The major feature of CENP-A evolution highlighted by our comparative analyses is the presence of species-specific DNA sequences, especially in the N-terminal tail. Such variation affects potential posttranslational modification sites and points to the intriguing possibility that each species has a unique combination of centromeric DNA and CENP-A protein sequence.

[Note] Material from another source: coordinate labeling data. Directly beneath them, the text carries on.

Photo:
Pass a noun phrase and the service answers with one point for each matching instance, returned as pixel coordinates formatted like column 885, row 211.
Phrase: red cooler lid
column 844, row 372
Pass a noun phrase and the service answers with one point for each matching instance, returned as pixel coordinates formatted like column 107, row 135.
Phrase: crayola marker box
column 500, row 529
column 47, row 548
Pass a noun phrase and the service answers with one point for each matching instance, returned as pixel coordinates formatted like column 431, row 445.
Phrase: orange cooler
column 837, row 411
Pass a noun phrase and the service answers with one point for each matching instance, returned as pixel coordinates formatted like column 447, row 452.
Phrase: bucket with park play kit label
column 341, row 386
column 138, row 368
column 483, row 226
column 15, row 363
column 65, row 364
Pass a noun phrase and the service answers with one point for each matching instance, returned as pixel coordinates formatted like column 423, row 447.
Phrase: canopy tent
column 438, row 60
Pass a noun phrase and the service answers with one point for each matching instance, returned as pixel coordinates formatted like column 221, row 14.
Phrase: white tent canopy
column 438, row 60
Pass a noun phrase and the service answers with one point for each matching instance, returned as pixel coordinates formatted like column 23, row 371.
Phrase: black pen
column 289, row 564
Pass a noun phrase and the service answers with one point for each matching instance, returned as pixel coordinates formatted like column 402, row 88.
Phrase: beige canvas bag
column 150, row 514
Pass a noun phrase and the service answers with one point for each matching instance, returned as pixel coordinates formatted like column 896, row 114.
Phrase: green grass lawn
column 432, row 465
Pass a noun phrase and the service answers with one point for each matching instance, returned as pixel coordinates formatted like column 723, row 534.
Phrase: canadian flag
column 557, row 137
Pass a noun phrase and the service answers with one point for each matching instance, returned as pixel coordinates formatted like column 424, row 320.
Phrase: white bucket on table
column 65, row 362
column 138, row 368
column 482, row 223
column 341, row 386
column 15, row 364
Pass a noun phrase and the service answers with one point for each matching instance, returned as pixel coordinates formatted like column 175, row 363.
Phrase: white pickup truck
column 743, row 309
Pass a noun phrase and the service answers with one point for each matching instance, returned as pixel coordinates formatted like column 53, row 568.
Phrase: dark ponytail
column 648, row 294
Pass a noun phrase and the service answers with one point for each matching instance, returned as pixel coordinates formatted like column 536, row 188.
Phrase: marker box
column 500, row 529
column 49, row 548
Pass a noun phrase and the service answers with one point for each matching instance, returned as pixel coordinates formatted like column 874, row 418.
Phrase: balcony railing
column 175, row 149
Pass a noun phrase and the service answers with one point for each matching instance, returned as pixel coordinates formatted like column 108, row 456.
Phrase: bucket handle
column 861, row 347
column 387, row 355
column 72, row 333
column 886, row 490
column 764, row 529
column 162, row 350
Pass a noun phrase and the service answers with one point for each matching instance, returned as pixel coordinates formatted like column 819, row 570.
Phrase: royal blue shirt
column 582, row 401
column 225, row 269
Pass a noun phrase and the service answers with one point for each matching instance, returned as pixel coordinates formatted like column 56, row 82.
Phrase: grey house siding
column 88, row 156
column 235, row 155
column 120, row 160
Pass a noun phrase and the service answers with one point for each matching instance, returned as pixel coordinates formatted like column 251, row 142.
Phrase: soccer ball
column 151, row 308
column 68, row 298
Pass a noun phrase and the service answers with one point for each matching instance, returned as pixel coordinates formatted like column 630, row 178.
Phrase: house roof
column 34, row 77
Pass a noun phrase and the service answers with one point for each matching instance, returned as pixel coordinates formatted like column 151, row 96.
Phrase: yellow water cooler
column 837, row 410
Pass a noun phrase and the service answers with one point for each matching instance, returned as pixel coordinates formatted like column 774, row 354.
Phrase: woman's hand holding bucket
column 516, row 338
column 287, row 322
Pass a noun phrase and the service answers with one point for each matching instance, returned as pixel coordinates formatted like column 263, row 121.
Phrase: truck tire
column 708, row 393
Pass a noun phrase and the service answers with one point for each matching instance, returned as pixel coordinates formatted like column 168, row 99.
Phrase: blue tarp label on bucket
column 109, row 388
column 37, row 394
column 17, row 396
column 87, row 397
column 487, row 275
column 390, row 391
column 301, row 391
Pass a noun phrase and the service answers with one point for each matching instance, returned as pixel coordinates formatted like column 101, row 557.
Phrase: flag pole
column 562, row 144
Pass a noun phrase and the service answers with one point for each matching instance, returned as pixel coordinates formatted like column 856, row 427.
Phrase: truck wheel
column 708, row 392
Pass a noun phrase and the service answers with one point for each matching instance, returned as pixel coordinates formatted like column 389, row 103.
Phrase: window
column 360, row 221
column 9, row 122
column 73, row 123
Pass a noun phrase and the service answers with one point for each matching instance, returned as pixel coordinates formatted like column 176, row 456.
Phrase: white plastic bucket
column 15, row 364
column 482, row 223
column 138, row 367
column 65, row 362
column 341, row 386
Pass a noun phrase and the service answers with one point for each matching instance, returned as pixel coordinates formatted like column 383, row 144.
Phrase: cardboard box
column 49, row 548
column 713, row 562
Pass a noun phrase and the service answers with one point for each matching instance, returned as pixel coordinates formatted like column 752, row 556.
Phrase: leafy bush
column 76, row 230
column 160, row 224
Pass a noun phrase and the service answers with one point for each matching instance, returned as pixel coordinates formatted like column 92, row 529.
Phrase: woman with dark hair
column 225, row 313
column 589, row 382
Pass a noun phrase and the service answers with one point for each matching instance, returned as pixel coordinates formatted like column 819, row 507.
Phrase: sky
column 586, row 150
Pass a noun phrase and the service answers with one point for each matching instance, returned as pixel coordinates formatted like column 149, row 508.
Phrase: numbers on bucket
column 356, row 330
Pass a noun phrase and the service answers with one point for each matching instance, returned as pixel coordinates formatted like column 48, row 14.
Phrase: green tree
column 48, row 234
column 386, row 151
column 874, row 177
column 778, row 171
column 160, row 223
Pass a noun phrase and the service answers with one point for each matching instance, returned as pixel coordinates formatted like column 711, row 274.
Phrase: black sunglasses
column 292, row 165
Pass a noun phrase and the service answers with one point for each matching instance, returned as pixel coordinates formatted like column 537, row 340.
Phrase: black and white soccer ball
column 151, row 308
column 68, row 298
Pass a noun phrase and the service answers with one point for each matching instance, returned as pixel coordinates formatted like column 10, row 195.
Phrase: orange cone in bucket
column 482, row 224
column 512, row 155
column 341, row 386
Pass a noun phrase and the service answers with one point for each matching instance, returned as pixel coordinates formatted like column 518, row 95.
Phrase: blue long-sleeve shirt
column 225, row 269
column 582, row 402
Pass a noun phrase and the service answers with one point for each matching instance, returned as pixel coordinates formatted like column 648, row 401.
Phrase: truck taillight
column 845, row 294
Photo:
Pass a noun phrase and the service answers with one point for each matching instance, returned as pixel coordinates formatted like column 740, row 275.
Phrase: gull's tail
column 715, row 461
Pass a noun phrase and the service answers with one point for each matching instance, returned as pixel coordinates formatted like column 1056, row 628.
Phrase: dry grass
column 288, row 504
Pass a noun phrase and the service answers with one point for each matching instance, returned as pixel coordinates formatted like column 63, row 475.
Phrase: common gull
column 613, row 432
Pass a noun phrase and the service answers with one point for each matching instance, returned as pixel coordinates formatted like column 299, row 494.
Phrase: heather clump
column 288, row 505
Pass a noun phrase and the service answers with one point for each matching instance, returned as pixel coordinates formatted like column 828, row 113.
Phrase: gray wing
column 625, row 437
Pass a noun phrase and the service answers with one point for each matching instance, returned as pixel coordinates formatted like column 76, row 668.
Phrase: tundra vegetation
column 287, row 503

This feature of CENP-A evolution supports both an ongoing genetic conflict at the centromere that is linked with speciation (
Henikoff et al. 2001) and epigenetic compensation for rapidly evolving DNA (
Dawe and Henikoff 2006).
Homologs of human CENP-C have been shown to be subject to positive selection in all species examined, including some mammals (
Talbert et al. 2004). Residues under positive selection in mammalian CENP-C were shown to lie within the central DNA-binding region. Interestingly, we found signatures of positive selection throughout the CENP-C protein; in fact, each region of this protein that has been previously demonstrated to be functionally important was found to contain residues under positive selection.
Although we did not detect evidence of positive selection acting on CENP-B, our analyses highlight an intriguing relationship between CENP-B and CENP-C. The CENP-C-interaction domain of the CENP-B protein is highly variable among primate species, yet the rest of the protein is otherwise highly conserved. Positioned in the central portion of the protein, the CENP-C-interaction domain appears to have been subjected to numerous insertion and deletion events throughout evolution. CENP-B binds to DNA via its N-terminus and forms homodimers at its C-terminus. It is thus intriguing that the one evolutionarily dynamic region of CENP-B represents the portion of the protein that interacts with other kinetochore components.
Species-specific length variation within the central domain of the CENP-B protein may enable the resulting dimer to “reach” binding sites within alpha-satellite DNA that are uniquely positioned within each species. Emergence of the CENP-B box within alpha-satellite DNA 15–25 Ma in the primate lineage (
Haaf et al. 1995) has been followed by continued evolution of the frequency and organization of CENP-B boxes within centromeric regions (
Schueler et al. 2001,
2005). Recent coevolution of CENP-B and CENP-C (or other kinetochore proteins) may account for improved artificial chromosome formation by alpha-satellite DNA that contains CENP-B boxes versus that which lacks them (
Harrington et al. 1997;
Ikeno et al. 1998;
Masumoto et al. 1998;
Ohzeki et al. 2002). Although CENP-B does not appear to be necessary (
Hudson et al. 1998;
Kapoor et al. 1998;
Perez-Castro et al. 1998) or sufficient (
Sullivan and Schwartz 1995;
Sullivan and Willard 1998) for centromere activation, it may have recently evolved an important role in current centromere function. CENP-B-binding sites may represent the most recent efforts of “selfish centromeric DNA” to gain genetic control. In the ongoing conflict between genetic and epigenetic control of centromere function (
Dawe and Henikoff 2006), kinetochore proteins may continuously be evolving to compensate for improved centromere function via the emergence of new CENP-B-binding sites within centromeric DNA.
In summary, our comparative genomic studies provide new insights relevant to the evolution of primate centromeres and the epigenetic mechanisms controlling chromosome transmission. The latter involves a complex cellular choreography, with centromeric DNA and the kinetochore proteins that associate with it being central elements. Studying the evolution of these elements continues to reveal many interesting species- and lineage-specific findings. Further understanding the basis for these evolutionary changes may provide valuable clues about centromere function and, perhaps, speciation.